Ibex reports positive outcomes for AI-supported diagnosis of breast cancer

Kintor Pharmaceutical drug gets positive results for breast cancer

Ibex Medical Analytics have just announced positive outcomes for its Galen Breast solution in diagnosing multiple cancer types and further expanding its portfolio for breast cancer diagnosis.

The CE-marked artificial-intelligence is generally available as the company partners with laboratories, hospitals and health systems across Europe.

Ibex Medical Analytics says Galen Breast supports improved quality and efficiency in the diagnosis of breast biopsies.

The company notes that breast cancer is the most common malignant disease in women worldwide, with over two million new cases each year. As such, accurate and timely diagnosis is key to guiding treatment decisions by oncologists and improving patient survival rates.

Ibex Medical Analytics diagnostics platform

Galen is Ibex’s integrated diagnostics platform supporting pathologists in the diagnosis of breast, prostate, and gastric biopsies. The company says it is the most widely deployed AI technology in pathology, and laboratories, hospitals and health systems worldwide already use it as part of their everyday practice.

It says the combination of a skilled pathologist together with the accuracy, speed and objectivity provided by AI has the potential to improve the quality of diagnosis, user experience, operational efficiency, and ultimately patient outcomes.

Ibex Medical Analytics says that the Galen Breast demonstrated excellent outcomes in a blinded, multi-site clinical study at Institut Curie in France and Maccabi Healthcare Services in Israel. The study evaluated the performance of pathologists who used Ibex AI for diagnosing breast biopsies and compared them to pathologists who used only a microscope across multiple types of breast cancer including invasive and in-situ carcinoma as well as rare subtypes, such as metaplastic, mucinous, and other types of breast cancer.

The study results showed very high accuracy and utility of Galen Breast across multiple scanning and staining platforms, and established its potential for improving the quality of diagnosis, compared to using a microscope alone.

Study results

The full study results will be presented by Judith Sandbank, one of the principal investigators in the study at the European Congress of Pathology which takes place in Basel, Switzerland, between September 3-7.

Anne Vincent-Salomon, director of pathology at Institut Curie and one of the principal investigators in the study, said: “We are impressed with the successful study outcomes and the performance of Galen Breast, that was evaluated in a diagnostic setting which is identical to how our pathologists review cases in their daily routine.

“Our team demonstrated that when pathologists use Ibex’s AI technology they achieve very high accuracy levels in diagnosing breast cancer over a broad range of subtypes, with higher quality than when using a microscope alone. With these results, and as more and more laboratories transition to digital pathology workflows, I look forward to seeing Artificial Intelligence broadly adopted in the field.” 

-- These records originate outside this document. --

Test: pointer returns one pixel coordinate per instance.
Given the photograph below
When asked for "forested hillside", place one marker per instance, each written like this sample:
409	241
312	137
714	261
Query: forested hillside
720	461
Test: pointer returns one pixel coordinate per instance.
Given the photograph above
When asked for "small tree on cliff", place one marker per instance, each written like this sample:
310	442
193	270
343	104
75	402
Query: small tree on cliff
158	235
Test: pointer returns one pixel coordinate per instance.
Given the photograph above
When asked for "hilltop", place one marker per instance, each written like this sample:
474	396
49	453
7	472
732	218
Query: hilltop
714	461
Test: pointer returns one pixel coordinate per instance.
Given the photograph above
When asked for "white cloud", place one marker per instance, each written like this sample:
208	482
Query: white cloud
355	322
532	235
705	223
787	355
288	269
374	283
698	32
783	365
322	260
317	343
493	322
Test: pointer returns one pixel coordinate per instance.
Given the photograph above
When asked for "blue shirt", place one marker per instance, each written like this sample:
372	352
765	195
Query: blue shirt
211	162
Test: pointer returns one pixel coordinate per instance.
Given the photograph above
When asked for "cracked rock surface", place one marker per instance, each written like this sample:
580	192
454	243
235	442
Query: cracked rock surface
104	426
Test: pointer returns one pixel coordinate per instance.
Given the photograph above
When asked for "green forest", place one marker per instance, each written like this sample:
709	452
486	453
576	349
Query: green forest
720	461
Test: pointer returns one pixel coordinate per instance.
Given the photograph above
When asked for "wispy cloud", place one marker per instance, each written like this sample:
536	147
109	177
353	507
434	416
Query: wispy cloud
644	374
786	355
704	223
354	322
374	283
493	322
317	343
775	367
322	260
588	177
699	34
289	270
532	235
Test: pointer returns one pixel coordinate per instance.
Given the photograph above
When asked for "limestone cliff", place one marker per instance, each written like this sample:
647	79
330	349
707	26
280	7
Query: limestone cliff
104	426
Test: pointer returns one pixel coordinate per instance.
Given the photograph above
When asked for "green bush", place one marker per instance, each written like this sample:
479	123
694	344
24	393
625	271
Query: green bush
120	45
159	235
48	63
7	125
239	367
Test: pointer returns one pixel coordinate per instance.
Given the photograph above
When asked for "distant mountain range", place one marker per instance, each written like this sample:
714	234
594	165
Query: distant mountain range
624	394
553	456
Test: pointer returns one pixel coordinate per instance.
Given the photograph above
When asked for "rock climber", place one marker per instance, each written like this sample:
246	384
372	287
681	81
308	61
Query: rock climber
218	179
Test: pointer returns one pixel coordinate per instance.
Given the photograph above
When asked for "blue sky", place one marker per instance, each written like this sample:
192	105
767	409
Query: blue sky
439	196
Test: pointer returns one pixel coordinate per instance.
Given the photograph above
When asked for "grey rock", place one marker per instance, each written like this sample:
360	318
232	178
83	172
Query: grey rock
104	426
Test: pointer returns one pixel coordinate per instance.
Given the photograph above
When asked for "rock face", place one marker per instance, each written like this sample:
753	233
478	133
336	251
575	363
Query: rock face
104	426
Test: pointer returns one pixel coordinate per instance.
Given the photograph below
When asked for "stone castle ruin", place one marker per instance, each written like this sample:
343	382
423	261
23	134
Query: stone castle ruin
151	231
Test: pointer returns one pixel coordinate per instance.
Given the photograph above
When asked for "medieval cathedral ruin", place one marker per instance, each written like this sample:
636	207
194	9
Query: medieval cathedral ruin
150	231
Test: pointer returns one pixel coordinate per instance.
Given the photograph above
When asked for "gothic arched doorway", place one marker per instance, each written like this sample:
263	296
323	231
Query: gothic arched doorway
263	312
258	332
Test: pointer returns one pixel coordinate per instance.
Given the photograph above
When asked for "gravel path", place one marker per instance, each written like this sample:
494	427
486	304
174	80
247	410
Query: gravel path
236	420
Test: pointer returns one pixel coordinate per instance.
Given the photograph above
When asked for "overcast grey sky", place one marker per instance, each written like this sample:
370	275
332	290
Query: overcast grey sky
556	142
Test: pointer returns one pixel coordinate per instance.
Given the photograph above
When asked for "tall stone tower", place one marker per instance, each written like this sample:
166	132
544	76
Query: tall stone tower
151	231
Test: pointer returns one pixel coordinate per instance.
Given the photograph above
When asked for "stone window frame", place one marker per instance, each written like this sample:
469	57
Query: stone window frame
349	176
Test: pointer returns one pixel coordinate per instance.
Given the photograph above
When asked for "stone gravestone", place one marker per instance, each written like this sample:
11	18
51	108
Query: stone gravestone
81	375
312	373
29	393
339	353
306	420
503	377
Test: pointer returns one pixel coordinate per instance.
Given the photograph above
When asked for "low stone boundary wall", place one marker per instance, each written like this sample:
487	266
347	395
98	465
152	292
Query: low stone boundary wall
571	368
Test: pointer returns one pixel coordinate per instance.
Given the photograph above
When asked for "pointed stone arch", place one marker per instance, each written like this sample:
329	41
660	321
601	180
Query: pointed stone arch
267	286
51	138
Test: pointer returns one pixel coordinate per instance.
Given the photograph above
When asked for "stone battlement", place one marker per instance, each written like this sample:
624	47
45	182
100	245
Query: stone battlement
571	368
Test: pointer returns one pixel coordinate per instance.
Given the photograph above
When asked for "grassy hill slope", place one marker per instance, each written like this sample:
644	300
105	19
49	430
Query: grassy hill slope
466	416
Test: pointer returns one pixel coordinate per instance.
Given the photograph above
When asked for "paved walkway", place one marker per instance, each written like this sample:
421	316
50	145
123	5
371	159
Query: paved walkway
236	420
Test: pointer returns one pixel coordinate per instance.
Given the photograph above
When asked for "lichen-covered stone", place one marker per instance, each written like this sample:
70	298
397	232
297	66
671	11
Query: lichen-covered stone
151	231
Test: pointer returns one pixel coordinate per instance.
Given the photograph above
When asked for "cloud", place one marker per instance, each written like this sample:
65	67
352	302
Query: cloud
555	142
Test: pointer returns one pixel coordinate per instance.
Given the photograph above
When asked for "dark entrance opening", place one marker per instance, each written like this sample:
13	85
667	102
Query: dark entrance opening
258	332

Previous studies on Galen Breast established its AI algorithm’s accuracy in detecting cancer, distinguishing between multiple subtypes such as ducal and lobular carcinomas, grading DCIS (ductal carcinoma in situ) and identifying rare tumors.

Angiolymphatic invasion

The company says the solution successfully detected clinically important cancer-related and non-cancer features, including tumor infiltrating lymphocytes, angiolymphatic invasion, microcalcifications and more.

Ibex Medical Analytics said that Galen also enables automated pre-ordering of the breast immunohistochemistry (IHC) panel and other tests which may help shorten the turnaround time for diagnosis of cancer cases, maximizing efficiency gains for laboratories and enabling patients to start treatment earlier.

Stuart Schnitt, professor of pathology at Harvard Medical School, said: “AI is going to be a critical adjunct to diagnostic pathology going forward. Pathologists reviewing whole-slide images, in combination with an AI algorithm, will provide better diagnoses and better care than either a pathologist alone or AI alone.

“AI has already demonstrated its value in helping pathologists improve the quality of breast cancer diagnosis and reduce misdiagnosis, and I am impressed with the outcomes of this new study, demonstrating the robustness and utility of Ibex AI in a primary diagnosis setting. I look forward to seeing the impact this solution will have on the overall performance of pathology departments and patient outcomes, as it becomes widely adopted.”